Since the release of the White paper, there have been two predominant views in the Gambia on how to proceed with post-TRRC prosecutions. One proposal is to establish a local court that has jurisdiction to try international crimes, with bilateral agreements that could allow it to sit outside the country. Initially the Ministry of Justice seemed to be pushing for a this option. The other proposal is to create a “hybrid” court with some level of international participation.
The Ministry of Justice has hired two consultants who are said to be working on a prosecution strategy that would provide a path to what best fits the Gambia. “It will be a court that will be domiciled in the Gambia. It will be a Gambian-led process”, Jallow said. “It will likely be a hybrid court,” he added. “I want to partner with ECOWAS”, the Economic Community of West African States, the Minister said. “They are closer to us. They supported transitional justice. ECOWAS forces are in the country. ECOWAS citizens were killed by Jammeh. So, ECOWAS has a natural stake in the process.”
“Creating a hybrid court between The Gambia and ECOWAS could solve a lot of problems,” argued American lawyer Reed Brody who has been advocating for Jammeh’s extradition since the fall of the regime. “It would allow torture and crimes against humanity – written into the court’s statute – to be prosecuted without facing the bar of retroactivity,” he said. “The court could be empowered to hold detainees and conduct trials outside of The Gambia, which everyone thinks is best in the case of Jammeh,” he added.
“And it could give victims, who have been at the forefront of the justice struggle, a greater role in trials than they have in Gambia’s system. Perhaps most important of all, it would bring in ECOWAS itself, including countries like Ghana, Nigeria, and Senegal whose citizens were killed in the Gambia. It would be difficult for Equatorial Guinea to refuse an extradition request coming from the entire region”, said Brody.
There is no timeline yet on when such court could be set up or when an act establishing it could be passed. However, the Justice Minister expects concrete steps soon. “We will set up the special prosecution divisions within six weeks. They will do the preliminary works and look at the evidence. They will also investigate where necessary,” he said.
The capacity at the Ministry of Justice is another issue they are grappling with.
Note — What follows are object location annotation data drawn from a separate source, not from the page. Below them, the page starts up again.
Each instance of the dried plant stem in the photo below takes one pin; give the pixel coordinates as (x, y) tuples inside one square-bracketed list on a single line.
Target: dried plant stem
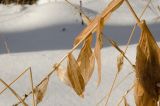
[(118, 49), (123, 79), (17, 96), (109, 94), (116, 86), (133, 12), (125, 95), (133, 30), (15, 80), (79, 10), (32, 85), (52, 71)]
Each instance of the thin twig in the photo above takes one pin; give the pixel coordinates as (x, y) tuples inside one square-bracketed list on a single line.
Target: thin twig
[(125, 94), (15, 80), (17, 96), (116, 86), (109, 94), (133, 12)]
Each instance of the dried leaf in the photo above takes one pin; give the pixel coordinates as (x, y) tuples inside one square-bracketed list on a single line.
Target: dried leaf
[(75, 77), (40, 90), (141, 96), (125, 101), (97, 52), (63, 75), (120, 60), (86, 60), (148, 62)]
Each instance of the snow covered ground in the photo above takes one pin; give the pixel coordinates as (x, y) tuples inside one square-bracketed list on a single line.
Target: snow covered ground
[(36, 37)]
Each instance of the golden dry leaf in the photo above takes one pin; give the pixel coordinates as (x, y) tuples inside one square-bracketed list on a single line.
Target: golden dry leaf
[(63, 75), (100, 31), (141, 96), (86, 60), (125, 101), (40, 90), (97, 52), (86, 19), (75, 77), (148, 62), (120, 60)]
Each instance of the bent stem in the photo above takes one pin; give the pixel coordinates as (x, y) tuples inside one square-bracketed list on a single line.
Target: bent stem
[(16, 95), (125, 95), (116, 86), (32, 85), (15, 80)]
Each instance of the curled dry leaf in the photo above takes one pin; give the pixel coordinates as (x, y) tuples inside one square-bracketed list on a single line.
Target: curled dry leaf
[(40, 90), (86, 60), (148, 63), (120, 60), (63, 75), (74, 74), (125, 101), (141, 96)]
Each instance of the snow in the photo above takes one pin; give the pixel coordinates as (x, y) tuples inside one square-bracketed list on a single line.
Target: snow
[(36, 38)]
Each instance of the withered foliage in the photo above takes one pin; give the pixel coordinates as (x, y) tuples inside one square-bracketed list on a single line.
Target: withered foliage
[(40, 90), (120, 60), (63, 75), (75, 76), (86, 60), (147, 68)]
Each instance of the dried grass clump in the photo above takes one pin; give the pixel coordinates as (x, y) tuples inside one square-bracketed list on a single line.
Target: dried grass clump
[(147, 69), (79, 70)]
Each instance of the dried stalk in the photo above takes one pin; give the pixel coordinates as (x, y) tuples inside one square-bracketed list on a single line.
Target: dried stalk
[(15, 80), (17, 96), (116, 86), (32, 85), (125, 95), (109, 94), (133, 12)]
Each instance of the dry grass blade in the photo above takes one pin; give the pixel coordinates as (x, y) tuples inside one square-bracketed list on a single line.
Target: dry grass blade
[(32, 85), (75, 77), (97, 52), (63, 75), (147, 68), (41, 89), (120, 59), (86, 60), (141, 96), (125, 101), (148, 62), (14, 92), (127, 92)]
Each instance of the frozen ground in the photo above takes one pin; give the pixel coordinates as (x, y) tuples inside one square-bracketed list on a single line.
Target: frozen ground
[(36, 38)]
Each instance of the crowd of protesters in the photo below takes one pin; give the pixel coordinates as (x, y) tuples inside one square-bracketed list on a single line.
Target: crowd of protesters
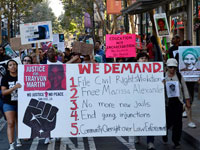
[(175, 106)]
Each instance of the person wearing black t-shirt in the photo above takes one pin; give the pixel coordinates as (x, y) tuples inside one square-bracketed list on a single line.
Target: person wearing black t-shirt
[(9, 88), (176, 44), (3, 55)]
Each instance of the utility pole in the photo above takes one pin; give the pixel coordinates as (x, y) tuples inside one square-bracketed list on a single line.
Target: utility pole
[(126, 21), (190, 20), (197, 15)]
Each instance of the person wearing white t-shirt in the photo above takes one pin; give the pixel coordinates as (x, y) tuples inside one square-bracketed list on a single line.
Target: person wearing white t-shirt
[(51, 56)]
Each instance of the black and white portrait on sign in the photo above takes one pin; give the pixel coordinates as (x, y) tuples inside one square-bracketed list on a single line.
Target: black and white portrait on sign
[(172, 89)]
Significant works at the heart of post-TRRC prosecutions or justice processes are being outsourced. The Ministry, for example, had to contract private lawyers to prosecute 7 officials charged with the murder of Ebrima Solo Sandeng. The charged NIA officials are their former director Yankuba Badjie, Sheikh Omar Jeng, Baboucar Sallah, Tamba Masireh, Haruna Suso, Lamin Darboe and Lamin Lang Sanyang. Louis Gomez, former deputy director-general of the spy agency, died in prison during the course of the trial while Yusupha Jammeh was discharged by the Court.
In the area of forensics only one person is qualified within the Gambian Police Force. And they do not have the equipment to exhume if several victims who have disappeared were to be found. In April 2019, the TRRC exhumed 7 bodies presumed to be soldiers executed by the young military junta on November 11, 1994. The remains are still not identified.
Mobilising resources is one more challenge as the government is also finalizing its Victims’ Bill which seeks to establish an institution that would continue reparation payments to over half of the TRRC-registered victims who haven’t received their full payment.
“We are alive to our capacity challenges. We have institutions that are ready to work with us, especially in the area of forensic capacity,” assured Jallow.